A cohort of 274 patients was identified and 38 patients (14%)had the CIED extracted. Factors associated with extraction were lower age, lower Charlson comorbidity index, shorter time since CIED implantation, and non-nosocomial acquisition, but not mortality. No patient was put on lifelong antibiotic treatment. Sixteen patients (6%) had a recurrent SAB within one year, two in patients subjected to extraction (5%) and 14 in patients not subjected to CIED-extraction (6%). Three of the 14 patients were found to have definite endocarditis during the recurrent episode.
Despite a low extraction rate, there were few recurrences. We suggest that extraction of the CIED might be omitted if pocket infection, changes on the CIED, or definite endocarditis are not detected.

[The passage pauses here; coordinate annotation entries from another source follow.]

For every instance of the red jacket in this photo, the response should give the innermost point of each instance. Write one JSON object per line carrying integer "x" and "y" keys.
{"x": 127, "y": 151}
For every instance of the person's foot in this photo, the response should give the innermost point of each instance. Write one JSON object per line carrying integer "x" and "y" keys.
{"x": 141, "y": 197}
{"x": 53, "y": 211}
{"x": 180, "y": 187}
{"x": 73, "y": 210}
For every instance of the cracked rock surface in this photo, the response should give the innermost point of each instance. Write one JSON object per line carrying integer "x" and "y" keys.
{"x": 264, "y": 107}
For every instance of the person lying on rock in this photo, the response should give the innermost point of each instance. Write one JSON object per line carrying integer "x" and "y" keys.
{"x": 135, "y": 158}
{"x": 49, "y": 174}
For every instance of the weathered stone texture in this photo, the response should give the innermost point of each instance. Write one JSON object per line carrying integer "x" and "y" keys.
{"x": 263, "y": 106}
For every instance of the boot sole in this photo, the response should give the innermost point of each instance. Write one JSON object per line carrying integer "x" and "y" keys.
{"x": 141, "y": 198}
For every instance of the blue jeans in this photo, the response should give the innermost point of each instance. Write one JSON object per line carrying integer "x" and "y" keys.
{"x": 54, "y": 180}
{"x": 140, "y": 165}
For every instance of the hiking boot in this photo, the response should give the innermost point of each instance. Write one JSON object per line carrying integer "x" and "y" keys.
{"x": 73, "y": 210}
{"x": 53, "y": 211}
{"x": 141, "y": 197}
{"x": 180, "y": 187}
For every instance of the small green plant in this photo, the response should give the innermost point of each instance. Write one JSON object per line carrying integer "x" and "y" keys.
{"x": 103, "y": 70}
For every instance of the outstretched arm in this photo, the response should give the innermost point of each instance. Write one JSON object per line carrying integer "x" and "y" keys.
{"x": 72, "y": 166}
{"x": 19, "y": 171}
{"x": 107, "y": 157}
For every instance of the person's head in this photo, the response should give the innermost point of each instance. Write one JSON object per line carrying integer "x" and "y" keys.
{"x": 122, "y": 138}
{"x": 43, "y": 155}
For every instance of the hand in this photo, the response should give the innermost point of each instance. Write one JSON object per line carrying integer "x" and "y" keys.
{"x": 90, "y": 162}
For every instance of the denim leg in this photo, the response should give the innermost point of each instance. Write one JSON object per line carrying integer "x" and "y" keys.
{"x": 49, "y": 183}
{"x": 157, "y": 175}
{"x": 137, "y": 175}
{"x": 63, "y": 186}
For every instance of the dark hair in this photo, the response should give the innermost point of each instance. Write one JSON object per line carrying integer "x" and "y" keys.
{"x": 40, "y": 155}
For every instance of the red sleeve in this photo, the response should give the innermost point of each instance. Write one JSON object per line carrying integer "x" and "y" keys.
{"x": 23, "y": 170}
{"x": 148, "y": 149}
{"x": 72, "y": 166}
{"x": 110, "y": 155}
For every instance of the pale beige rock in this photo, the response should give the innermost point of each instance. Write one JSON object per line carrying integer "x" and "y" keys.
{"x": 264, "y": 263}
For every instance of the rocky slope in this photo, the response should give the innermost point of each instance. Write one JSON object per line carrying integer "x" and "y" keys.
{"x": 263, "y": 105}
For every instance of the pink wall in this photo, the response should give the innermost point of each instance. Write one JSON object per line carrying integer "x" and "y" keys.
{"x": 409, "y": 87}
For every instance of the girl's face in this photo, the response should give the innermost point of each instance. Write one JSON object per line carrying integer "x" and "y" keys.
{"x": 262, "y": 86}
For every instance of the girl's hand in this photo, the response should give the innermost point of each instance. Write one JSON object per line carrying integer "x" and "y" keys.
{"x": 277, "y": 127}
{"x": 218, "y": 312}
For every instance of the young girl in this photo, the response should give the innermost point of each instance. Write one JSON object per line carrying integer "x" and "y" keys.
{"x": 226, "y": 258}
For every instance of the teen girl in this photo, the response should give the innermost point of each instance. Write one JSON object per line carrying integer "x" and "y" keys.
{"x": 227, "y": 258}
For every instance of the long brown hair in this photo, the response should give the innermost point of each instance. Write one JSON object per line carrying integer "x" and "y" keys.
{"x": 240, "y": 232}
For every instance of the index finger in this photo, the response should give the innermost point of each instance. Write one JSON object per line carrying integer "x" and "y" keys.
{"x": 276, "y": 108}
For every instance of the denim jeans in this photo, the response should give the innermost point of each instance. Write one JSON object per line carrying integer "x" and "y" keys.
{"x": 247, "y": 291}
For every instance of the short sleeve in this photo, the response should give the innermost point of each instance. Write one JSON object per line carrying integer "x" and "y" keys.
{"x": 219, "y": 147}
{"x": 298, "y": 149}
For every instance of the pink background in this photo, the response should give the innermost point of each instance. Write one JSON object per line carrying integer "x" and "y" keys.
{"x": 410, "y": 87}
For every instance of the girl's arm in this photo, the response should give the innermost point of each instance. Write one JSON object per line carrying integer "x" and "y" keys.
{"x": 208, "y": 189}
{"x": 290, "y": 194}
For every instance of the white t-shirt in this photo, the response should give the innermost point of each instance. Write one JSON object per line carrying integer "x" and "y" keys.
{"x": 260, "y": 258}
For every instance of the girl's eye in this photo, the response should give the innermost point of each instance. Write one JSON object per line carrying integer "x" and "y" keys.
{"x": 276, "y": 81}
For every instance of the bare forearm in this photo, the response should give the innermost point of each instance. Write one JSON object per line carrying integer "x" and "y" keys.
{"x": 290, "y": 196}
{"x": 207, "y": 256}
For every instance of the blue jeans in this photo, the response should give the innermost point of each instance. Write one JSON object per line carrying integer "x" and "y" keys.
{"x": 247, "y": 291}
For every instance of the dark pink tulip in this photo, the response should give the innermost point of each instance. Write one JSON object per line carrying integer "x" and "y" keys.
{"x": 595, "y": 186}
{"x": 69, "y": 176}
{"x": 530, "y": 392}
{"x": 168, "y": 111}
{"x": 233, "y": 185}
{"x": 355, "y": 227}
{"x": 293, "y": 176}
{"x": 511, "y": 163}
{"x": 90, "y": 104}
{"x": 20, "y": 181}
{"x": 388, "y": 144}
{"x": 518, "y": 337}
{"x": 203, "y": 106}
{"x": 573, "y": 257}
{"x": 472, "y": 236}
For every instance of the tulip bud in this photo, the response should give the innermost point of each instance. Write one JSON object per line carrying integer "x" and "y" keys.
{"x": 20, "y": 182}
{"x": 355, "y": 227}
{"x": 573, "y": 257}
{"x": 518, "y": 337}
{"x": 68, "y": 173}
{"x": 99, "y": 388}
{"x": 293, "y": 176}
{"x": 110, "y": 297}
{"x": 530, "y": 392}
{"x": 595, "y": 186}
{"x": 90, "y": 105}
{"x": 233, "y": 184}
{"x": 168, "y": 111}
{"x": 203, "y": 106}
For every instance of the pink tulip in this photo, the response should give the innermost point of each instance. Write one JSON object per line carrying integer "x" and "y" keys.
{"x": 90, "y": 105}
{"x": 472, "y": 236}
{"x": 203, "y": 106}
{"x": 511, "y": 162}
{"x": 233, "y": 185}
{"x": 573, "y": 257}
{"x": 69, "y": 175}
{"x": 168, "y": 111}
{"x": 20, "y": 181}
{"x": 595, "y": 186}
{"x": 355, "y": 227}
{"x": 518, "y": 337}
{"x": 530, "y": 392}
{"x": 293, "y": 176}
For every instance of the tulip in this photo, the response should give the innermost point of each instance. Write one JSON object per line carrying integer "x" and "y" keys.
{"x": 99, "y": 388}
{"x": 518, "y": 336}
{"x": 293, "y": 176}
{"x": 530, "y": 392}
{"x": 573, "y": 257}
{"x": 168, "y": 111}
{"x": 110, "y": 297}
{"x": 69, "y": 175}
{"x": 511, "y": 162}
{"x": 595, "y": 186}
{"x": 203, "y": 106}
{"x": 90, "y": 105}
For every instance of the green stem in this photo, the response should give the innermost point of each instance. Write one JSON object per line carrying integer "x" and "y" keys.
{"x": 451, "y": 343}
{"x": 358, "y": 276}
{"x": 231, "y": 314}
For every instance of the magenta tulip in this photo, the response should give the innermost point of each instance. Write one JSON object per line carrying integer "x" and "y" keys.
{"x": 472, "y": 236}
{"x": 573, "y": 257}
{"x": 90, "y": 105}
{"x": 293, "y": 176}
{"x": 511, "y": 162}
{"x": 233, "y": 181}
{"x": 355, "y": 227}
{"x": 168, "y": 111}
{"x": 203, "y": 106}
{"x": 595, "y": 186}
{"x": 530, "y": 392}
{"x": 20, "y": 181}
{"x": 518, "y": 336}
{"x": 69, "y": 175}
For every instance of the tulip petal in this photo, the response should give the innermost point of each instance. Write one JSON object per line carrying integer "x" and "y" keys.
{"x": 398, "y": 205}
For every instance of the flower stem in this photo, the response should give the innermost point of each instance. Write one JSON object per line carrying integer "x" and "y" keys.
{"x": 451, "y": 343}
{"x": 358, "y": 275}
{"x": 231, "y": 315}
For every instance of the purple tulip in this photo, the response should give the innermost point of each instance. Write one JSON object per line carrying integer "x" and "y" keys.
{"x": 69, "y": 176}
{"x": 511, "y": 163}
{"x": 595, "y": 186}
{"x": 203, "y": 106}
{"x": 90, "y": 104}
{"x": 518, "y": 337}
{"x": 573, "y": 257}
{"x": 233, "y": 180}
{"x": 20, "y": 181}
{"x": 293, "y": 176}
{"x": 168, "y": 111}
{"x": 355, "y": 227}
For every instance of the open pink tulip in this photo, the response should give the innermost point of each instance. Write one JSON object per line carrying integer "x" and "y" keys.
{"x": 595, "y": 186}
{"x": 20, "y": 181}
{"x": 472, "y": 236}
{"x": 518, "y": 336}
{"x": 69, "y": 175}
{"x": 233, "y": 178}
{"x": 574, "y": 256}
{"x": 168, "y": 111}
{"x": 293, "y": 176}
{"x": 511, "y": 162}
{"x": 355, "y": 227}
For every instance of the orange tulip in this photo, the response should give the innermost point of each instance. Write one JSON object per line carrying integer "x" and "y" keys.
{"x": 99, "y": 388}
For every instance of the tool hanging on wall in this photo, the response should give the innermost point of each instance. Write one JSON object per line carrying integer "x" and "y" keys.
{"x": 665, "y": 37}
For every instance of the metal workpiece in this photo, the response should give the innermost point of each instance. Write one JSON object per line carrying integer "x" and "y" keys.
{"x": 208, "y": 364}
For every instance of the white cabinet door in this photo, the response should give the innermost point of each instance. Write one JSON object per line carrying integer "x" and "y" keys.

患有心脏植入式电子设备(CIED)和菌血症(SAB)的患者存在 CIED 感染、囊袋感染或心内膜炎的风险。为避免治疗失败,指南建议在所有 SAB 病例中都应提取 CIED,但最近的研究表明提取率较低且复发风险较低。本研究的目的是描述一个瑞典基于人群的患有 CIED 和 SAB 的患者队列,提取率以及作为复发性 SAB 衡量的治疗失败率。
从 2015 年 1 月至 2019 年 12 月,在 Karolinska 实验室数据库中识别出 SAB 的患者,并与瑞典 ICD 和起搏器登记处相匹配,这些患者均患有 CIED 和 SAB。收集了病历中的临床数据。
确定了一个 274 例患者的队列,其中 38 例(14%)进行了 CIED 提取。与提取相关的因素包括年龄较低、Charlson 合并症指数较低、CIED 植入后时间较短以及非医院获得性感染,但与死亡率无关。没有患者接受终身抗生素治疗。16 例患者(6%)在一年内发生复发性 SAB,其中 2 例在接受 CIED 提取的患者(5%),14 例在未接受 CIED 提取的患者(6%)。在 14 例患者中有 3 例在复发性发作时被发现患有明确的心内膜炎。
尽管提取率较低,但复发的病例较少。如果未发现囊袋感染、CIED 变化或明确的心内膜炎,我们建议可以省略 CIED 的提取。